I love a good cookbook. I can read one like a novel. When I get a new cookbook I curl up with a cup of tea and peruse ALL of the recipes. I keep a slip of paper and a pencil near me and write down which recipes I want to try along with the page number. I can therefore tell a good cookbook by the number of recipes I write down. This is one of them. I’ve had Plum: Gratifying Vegan Dishes from Seattle’s Plum Bistro for a little over a year now. During that time I’ve given away about a half dozen as presents from curious friends and family that want to know how I learned to make such great vegan food. While I’ve already addressed that I’m not a vegetarian (let alone a vegan) in my post Wait, Am I Vegetarian?, I still enjoy the recipes in this book thoroughly.

The book became even more of a prize when, unfortunately, Plum Bistro’s sister restaurant Plum Café closed last fall. It was devastating to my husband and me – as we visited almost weekly. But it also lit a fire under my feet. Instead of bemoaning the loss of our favorite restaurant I set out to recreate our favorite recipes at home. While the Plum cookbook lacks many of our favorites, it gave me the insight into the typical flavors and components used to build classics like the Goddess Burger (Jamaican jerk tofu, orange slices, pickled onions and jalapeño aioli. YUM).
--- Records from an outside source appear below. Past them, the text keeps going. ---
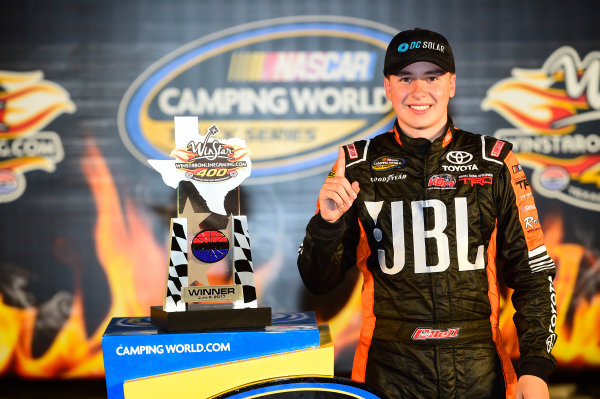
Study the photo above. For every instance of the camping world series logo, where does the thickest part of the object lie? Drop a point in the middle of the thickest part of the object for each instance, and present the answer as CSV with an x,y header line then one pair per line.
x,y
294,89
555,111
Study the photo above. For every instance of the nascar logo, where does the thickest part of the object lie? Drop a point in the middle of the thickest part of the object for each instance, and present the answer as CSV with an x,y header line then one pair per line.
x,y
264,83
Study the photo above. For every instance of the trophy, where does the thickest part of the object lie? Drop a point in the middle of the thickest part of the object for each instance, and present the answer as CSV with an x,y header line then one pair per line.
x,y
210,279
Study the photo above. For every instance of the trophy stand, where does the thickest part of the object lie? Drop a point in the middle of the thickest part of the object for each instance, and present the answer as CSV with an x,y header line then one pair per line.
x,y
210,279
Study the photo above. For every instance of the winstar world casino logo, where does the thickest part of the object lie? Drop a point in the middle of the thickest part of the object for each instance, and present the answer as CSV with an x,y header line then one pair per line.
x,y
555,111
27,104
294,89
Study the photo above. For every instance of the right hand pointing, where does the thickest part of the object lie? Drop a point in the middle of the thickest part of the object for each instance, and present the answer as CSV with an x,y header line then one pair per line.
x,y
337,194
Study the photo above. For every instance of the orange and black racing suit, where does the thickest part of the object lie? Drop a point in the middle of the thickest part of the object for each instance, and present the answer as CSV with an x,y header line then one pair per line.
x,y
435,227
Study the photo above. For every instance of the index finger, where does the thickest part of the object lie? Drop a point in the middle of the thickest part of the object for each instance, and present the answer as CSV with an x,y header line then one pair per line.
x,y
340,166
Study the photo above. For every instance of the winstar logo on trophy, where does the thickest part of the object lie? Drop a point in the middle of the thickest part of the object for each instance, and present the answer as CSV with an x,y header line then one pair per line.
x,y
208,233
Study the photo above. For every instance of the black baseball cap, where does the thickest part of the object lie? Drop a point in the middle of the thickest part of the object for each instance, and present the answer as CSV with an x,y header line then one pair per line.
x,y
417,45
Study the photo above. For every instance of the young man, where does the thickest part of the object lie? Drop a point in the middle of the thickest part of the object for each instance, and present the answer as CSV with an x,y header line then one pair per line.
x,y
434,217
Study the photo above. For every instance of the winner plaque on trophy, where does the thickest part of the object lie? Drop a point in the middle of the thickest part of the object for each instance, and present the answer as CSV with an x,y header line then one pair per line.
x,y
210,279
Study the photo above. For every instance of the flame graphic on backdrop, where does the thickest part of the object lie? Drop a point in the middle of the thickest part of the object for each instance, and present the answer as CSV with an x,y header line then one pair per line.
x,y
578,341
30,103
124,250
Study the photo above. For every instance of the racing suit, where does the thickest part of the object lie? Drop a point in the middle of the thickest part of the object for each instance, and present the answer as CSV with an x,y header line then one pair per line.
x,y
435,227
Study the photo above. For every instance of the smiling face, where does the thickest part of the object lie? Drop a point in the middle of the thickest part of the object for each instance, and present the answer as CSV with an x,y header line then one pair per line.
x,y
419,94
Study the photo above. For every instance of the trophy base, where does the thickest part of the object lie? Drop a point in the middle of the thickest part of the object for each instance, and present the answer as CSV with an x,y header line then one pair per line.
x,y
213,318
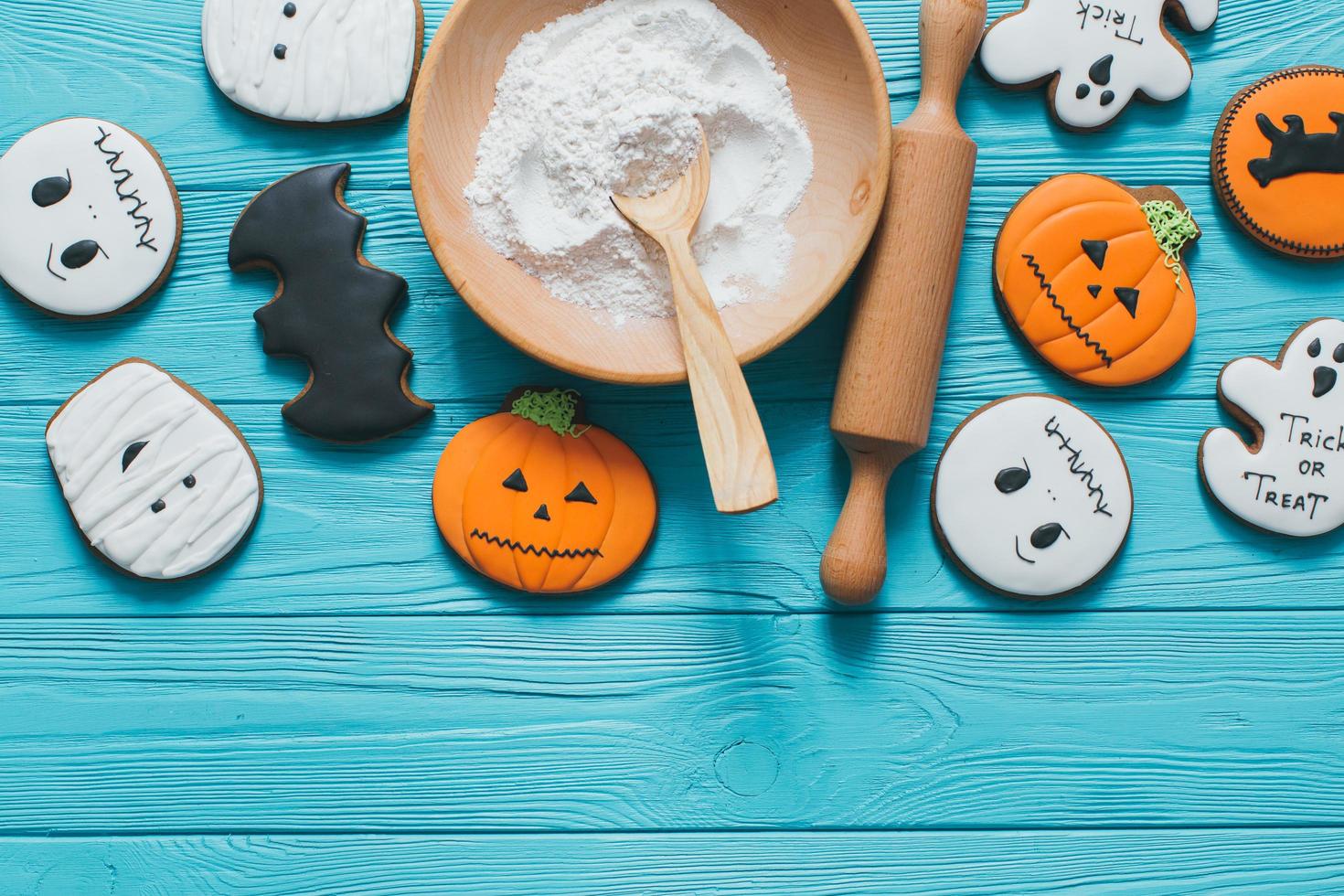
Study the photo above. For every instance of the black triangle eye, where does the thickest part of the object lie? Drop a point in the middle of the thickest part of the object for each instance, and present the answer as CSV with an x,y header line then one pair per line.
x,y
1014,478
132,452
581,493
48,191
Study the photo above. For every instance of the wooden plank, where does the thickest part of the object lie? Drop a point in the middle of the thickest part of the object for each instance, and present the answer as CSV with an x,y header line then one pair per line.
x,y
814,864
671,723
1247,305
348,531
143,65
New items have been discovered too, like the Jerk Tofu and Roasted Yam Sliders and Smashed Purple Potatoes with Parsley (a new breakfast staple).

The cookbook doesn’t fail to deliver “gratifying” dishes and provides some great fundamentals that I often see lacking in typical vegan and vegetarian cookbooks where you are working with meat and dairy substitutes. The recipes vary from easy to medium complexity and are well written with clear directions. Perhaps the only drawback is sourcing the proteins if you don’t live close enough to Plum to buy some direct (they will sell it to you in bulk). However, the internet has plenty of recipes for making your own flavored tofu using store bought plain stuff.

  • Summary:
  • Overall rating: 4 out of 5
  • Complexity: 3 out of 5
  • Instructions: 4 out of 5
  • Photos/ Imagery: 4 out of 5

2 Comments

  1. Vegan Gourmand February 14, 2015 at 12:29 pm

    I have eaten at the Plum Bistro. Its very good food! I will have to check out the cookbook. Thanks!